Total Recall
This article is from the archive of The New York Sun before the launch of its new website in 2022. The Sun has neither altered nor updated such articles but will seek to correct any errors, mis-categorizations or other problems introduced during transfer.

Arnold Schwarzenegger struck Reaganesque notes last night in announcing that he will run for governor of California in the election being held along with the effort to recall the Golden State’s governor, Gray Davis. “I am an immigrant,” he said, “coming here with empty pockets but full of dreams.” He spoke of returning the state to its status as a place of opportunity and economic growth. “The most important thing is that we bring business back to California,” he said. He might also have mentioned that during the 1990s, for the first time since the government started keeping track, more people left California for other states than moved there from other states.

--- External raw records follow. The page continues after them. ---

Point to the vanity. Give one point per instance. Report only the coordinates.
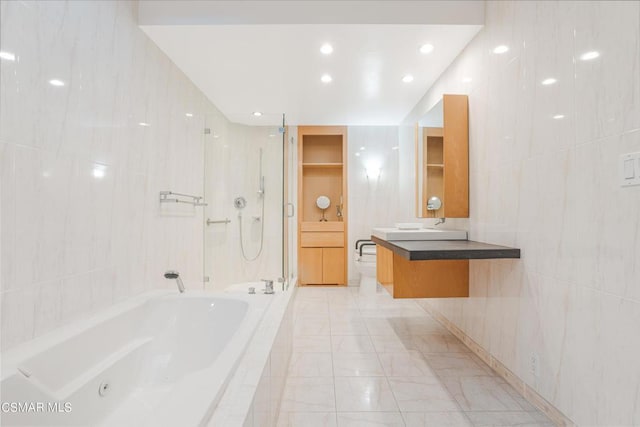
(434, 263)
(431, 268)
(322, 204)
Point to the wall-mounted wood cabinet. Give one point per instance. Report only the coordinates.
(442, 160)
(322, 233)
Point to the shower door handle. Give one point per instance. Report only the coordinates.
(293, 210)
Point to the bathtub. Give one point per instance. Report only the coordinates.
(160, 359)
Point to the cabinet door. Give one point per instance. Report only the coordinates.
(333, 266)
(310, 266)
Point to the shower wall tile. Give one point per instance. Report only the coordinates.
(232, 156)
(550, 187)
(81, 226)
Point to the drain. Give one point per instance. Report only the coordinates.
(104, 389)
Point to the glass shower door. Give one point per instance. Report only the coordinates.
(244, 187)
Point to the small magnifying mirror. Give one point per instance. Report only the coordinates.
(323, 203)
(434, 203)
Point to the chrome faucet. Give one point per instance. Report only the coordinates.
(175, 275)
(268, 286)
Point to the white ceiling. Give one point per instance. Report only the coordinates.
(276, 68)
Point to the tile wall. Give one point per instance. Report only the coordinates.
(81, 226)
(544, 178)
(232, 156)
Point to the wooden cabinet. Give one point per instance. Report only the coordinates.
(421, 279)
(322, 172)
(442, 159)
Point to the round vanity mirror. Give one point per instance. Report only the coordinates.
(323, 202)
(434, 203)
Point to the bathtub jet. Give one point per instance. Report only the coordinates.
(175, 275)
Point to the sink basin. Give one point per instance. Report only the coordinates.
(391, 233)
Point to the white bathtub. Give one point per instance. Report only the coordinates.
(164, 359)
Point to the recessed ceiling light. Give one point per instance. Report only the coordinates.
(326, 49)
(7, 55)
(587, 56)
(501, 49)
(426, 48)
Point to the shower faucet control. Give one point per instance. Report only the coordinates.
(268, 287)
(175, 275)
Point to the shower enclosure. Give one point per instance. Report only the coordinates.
(246, 223)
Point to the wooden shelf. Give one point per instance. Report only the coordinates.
(322, 171)
(322, 165)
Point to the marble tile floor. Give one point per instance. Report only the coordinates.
(375, 361)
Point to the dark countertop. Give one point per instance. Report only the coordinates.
(421, 250)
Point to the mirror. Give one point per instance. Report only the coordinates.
(323, 202)
(434, 203)
(442, 160)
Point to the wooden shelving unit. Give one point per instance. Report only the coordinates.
(444, 162)
(322, 172)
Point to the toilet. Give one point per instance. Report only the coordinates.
(366, 266)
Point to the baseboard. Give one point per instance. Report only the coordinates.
(532, 396)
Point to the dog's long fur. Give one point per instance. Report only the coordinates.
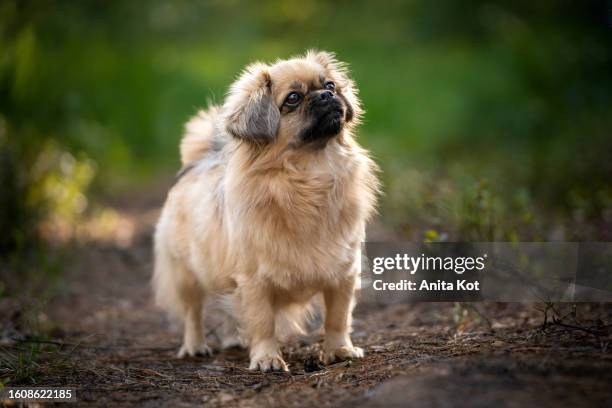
(265, 218)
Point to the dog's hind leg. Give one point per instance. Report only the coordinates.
(177, 290)
(192, 299)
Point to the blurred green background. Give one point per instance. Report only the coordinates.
(491, 120)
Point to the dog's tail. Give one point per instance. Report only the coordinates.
(199, 135)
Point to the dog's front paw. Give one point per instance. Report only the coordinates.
(341, 353)
(268, 363)
(191, 350)
(266, 356)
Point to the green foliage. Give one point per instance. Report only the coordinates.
(490, 120)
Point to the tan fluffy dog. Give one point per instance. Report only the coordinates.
(270, 209)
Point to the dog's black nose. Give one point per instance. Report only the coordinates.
(326, 95)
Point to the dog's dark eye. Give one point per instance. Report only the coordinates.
(329, 85)
(293, 98)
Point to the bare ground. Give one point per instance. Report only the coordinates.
(116, 349)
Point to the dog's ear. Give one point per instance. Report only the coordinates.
(249, 110)
(339, 73)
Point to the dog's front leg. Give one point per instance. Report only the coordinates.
(339, 307)
(257, 312)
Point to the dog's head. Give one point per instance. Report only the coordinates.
(303, 101)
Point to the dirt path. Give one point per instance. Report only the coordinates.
(122, 351)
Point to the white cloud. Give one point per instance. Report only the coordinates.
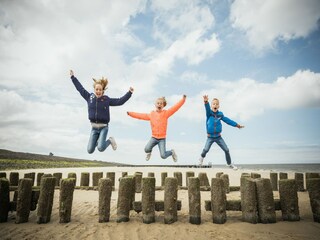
(247, 98)
(267, 22)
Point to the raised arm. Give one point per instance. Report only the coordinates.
(141, 116)
(176, 107)
(83, 92)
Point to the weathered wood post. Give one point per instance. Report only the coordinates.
(39, 176)
(218, 201)
(170, 200)
(266, 207)
(58, 177)
(95, 178)
(148, 199)
(73, 175)
(112, 177)
(225, 178)
(194, 200)
(283, 175)
(14, 178)
(289, 200)
(66, 197)
(4, 199)
(314, 196)
(24, 200)
(164, 175)
(178, 175)
(299, 181)
(138, 181)
(124, 198)
(188, 174)
(105, 191)
(274, 181)
(311, 175)
(45, 202)
(204, 181)
(84, 180)
(249, 205)
(31, 175)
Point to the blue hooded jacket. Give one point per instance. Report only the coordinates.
(213, 123)
(98, 108)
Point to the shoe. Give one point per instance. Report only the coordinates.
(148, 156)
(113, 143)
(200, 161)
(232, 166)
(174, 156)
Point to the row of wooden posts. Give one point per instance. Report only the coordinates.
(256, 204)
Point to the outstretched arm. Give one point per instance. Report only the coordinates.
(141, 116)
(176, 107)
(84, 93)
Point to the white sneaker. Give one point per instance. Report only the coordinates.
(113, 143)
(148, 156)
(200, 161)
(233, 166)
(174, 156)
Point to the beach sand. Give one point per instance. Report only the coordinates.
(84, 219)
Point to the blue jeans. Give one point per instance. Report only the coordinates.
(162, 147)
(97, 139)
(221, 143)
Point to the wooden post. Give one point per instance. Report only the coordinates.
(45, 202)
(170, 200)
(24, 200)
(194, 200)
(148, 199)
(218, 201)
(105, 191)
(66, 197)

It will be illuminating to see whether Mr. Schwarzenegger can build a winning coalition and whether he stays faithful to these positions as the campaign wears on. His main political achievement so far has been leading the successful ballot proposition campaign for after-school programs in California schools. He billed it in part as an anti-crime measure. A recall cam paign has its downsides. There is something to be said for the stability of a system where terms are predictable and where governments can’t fall mid-term by a lack of confidence vote. In some ways the recall seems more akin to something
that would happen in Europe than in America. If an executive is truly guilty of malfeasance, there is always the option of impeachment. But if Mr. Davis is to be replaced mid-term, it seems to us that the voters of California could do a lot worse than to choose as his successor a pro-immigrant, pro-business, tough-on-crime Republican.
All of this is of importance to more than just California, because for Republican presidential candidates in recent elections the trick has been to find out how to win the country without New York and California. If Mr. Schwarzenegger proves that California can once again vote GOP, and President Bush makes an impression during the convention at New York City, we could see quite the deterioration of that great Red-Blue divide of which pundits made such a big deal last time around.